Il conviendrait donc de ne pas se suffire d’organiser leur prise de parole en référence unique au strict registre du témoignage. Pour ce faire, il s’agirait de penser certains modules de formation avec les personnes elles-mêmes et ceci en leur accordant la place qui leur revient, le plus amont possible des réflexions. Dit autrement il pourrait s’agir de penser avec eux, c’est-à-dire à partir de leur expérience et de leurs expertise, non seulement les objectifs de certains modules de formation mais aussi les outils pédagogiques tout autant que les moyens d’évaluation des effets produits.
Ce type de montage demeurant à notre sens le garde-fou d’une offre de formation qui implique les personnes en situation d’être accompagnées en leur reconnaissant une réelle expertise. En ne les reconnaissant pas seulement en tant « qu’agent » de formation mais en qualité « d’acteur » voire « d’auteur » pour reprendre les distinctions établies par J. Ardoino, (« Ethique, épistémologie et science de l’Homme », éd. L’Harmattan, 1996*).

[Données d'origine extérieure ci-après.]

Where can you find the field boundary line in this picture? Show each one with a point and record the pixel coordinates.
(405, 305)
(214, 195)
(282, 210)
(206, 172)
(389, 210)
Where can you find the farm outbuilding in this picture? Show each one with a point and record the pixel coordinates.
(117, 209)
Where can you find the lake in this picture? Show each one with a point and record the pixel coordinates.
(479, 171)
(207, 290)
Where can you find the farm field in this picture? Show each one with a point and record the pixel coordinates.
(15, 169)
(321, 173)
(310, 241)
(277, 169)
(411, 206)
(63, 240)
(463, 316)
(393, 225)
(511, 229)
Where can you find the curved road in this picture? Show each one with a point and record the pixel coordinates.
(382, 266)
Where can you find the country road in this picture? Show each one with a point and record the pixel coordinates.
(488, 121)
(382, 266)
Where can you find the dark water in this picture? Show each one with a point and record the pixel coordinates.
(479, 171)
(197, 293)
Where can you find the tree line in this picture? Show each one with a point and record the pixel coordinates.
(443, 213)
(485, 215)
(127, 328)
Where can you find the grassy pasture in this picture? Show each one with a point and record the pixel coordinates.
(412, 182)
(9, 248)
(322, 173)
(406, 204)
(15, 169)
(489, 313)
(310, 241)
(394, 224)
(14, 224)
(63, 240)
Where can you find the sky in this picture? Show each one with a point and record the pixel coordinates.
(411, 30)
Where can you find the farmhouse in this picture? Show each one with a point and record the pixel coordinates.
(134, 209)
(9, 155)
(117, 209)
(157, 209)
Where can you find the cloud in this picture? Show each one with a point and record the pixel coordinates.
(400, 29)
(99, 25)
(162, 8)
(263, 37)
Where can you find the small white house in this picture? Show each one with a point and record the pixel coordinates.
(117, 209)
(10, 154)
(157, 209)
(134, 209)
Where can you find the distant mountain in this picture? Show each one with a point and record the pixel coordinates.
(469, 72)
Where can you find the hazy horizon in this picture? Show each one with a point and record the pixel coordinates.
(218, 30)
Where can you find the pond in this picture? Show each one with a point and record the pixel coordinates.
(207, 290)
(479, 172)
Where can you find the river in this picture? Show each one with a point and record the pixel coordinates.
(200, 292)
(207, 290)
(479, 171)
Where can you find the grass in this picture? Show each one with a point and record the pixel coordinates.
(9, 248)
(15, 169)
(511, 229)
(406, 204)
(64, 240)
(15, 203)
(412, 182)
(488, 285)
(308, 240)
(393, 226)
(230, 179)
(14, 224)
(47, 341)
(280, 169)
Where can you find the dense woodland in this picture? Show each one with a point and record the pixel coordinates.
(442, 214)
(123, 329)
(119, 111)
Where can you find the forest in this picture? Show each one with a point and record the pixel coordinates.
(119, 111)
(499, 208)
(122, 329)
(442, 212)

Pour conclure, nous soulignerons que les enjeux d’une co-élaboration de modules de formation de ce type sont multiples. Comme nous l’avons souligné précédemment, nous rejoignons les parents de l’Upp quand ils formulent l’hypothèse que leurs interventions en amont des cursus de formation soient susceptibles d’interroger les représentations stigmatisantes qui sont parfois entretenues sur eux par certains professionnels en fonction.
Mais l’hypothèse de leur intervention nous semble également susceptible d’apporter du sens aux pratiques professionnelles. En effet, la reconnaissance des personnes dans leur complexité c’est à dire, pour ce qui nous concerne, la reconnaissance de leurs compétences tout autant que de leurs difficultés, dégage les professionnels d’une conception mécaniste du travail social. Conception qui les enjoint parfois à appliquer certaines recettes, supposées apporter ce qu’il faut à un sujet avant tout perçu comme essentiellement manquant.
Il retourne en effet d’une autre pratique et d’une tout autre représentation du métier, que de considérer les personnes en capacité de participer non seulement à la résolution de leurs problématiques mais aussi à l’analyse de leur parcours institutionnel voire à des actions de recherche ou de formation à partir de leurs savoirs d’expérience.
Enfin il est aussi un troisième enjeu qui n’en est pas moins porteur de sens pour les écoles de formation et qui veut que l’implication des personnes en situation d’être accompagnées engage un processus plus large qui se révèle être émancipateur pour ces personnes.




Laurent PACHOD,
Chargé de mission de l’Association Le Gai Logis



Patrice CALMO,
Directeur général de l’Association Le Gai Logis




* Selon J. Ardoino,: « L’agent » peut se représenter en termes de fonctions. Sa participation est déterminée par les règles d’organisation des interactions qui le conditionnent à être essentiellement « agi ». « L’acteur », est représenté davantage en termes de « rôles ». Il a des possibilités élargies. Sa représentation suppose déjà de partir de son intentionnalité, de son initiative propre, contribuant à une élaboration de sens. «L’auteur » quant à lui, « va être cette fois pensé en termes de particularité et va s’inscrire dans une histoire. Il se reconnaîtra et sera reconnu en tant que se trouvant explicitement à l’origine de … (actions entreprises, réalisations effectuées…) ».